The International Olympic Committee itself seems likely to do okay, standing to make an estimated $3 billion to $5 billion from television rights alone. Then again, the IOC has had a tough run over the last few decades. There was the bribery scandal around the 2002 winter Olympics in Salt Lake City that allegedly included tuition, violins and plastic surgery. There were the charges that the Olympics looked the other way on China’s crackdowns on protests and press freedom around the 2008 Beijing Olympics, and forced evictions in Rio de Janiero to construct the venues for the 2016 competitions. There also was the apparent 2014 Russian state-sponsored doping program, reportedly overseen by the country’s intelligence agency.

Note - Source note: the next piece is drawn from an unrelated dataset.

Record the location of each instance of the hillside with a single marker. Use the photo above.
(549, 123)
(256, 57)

The Tokyo Olympics got dealt a corruption scandal before the contests were even postponed last year, with watches and cameras allegedly passed out to secure votes for the city’s hosting bid.

And the skaters? Medal-getters stand to be paid handsomely, by skate-contest standards, even by the most relatively tightfisted countries. For skateboarders the world over, the industry heads who make their livings selling and marketing skateboard and skateboard-adjacent products and services promise that there will be benefits both fringe and tangible. Vague respect of one’s schoolmates or secular coworkers, perhaps, an animated dissection of the athletic benefits from Nyjah Huston-style short shorts at the next neighborhood barbecue. If nothing else, bro, think of the parks that will be built; more prefabricated obstacles, the better to practice, nicer fences.

Tony Hawk’s adage went that the Olympics needed skateboarding more than skateboarding needed the Olympics, and it was true as far as that went. But that presumed the question of whether, not when, Olympic-sanctioned skateboarding events would be offered to broadcast networks and advertisers. It is beyond the parameters of a weblogging internet site to pontificate on whether or how the shot-putters of the world would get on without the Olympics, or the long-jumpers and pole vaulters. The Olympics backed Skatistan, and medal-powered winnings presumably will provide Benzes and other luxury goods to certain of the contest skating class, maybe. On Alaska’s pebbly fringe, though, no Olympic largesse was needed to sketch out the mini ramp. Skateboarding, in its handful of decades of life, of its own accord already has penetrated Brazilian favelas, pushed through the Iron Curtain, east Africa, Mongolia, Peoria, Siberia.

Were the oft-obstructed Olympic long lens shots a quiet tribute to the ominous video style of the now-defunct Numbers Edition? Will a pickup in sales of Yuto pro models for April offset Shane O’Neill himself missing out on an Olympic medal payoff? Being honest, would Jereme Rogers have won all this shit if this was ’06? What new spots will emerge once the newly built Tokyo venues fall vacant in a few weeks’ time? Which drew a bigger audience of U.S. skaters, the Olympics or the Dipset/Lox Verzuz? Should Fat Joe really just have brought himself out at the Verzuz?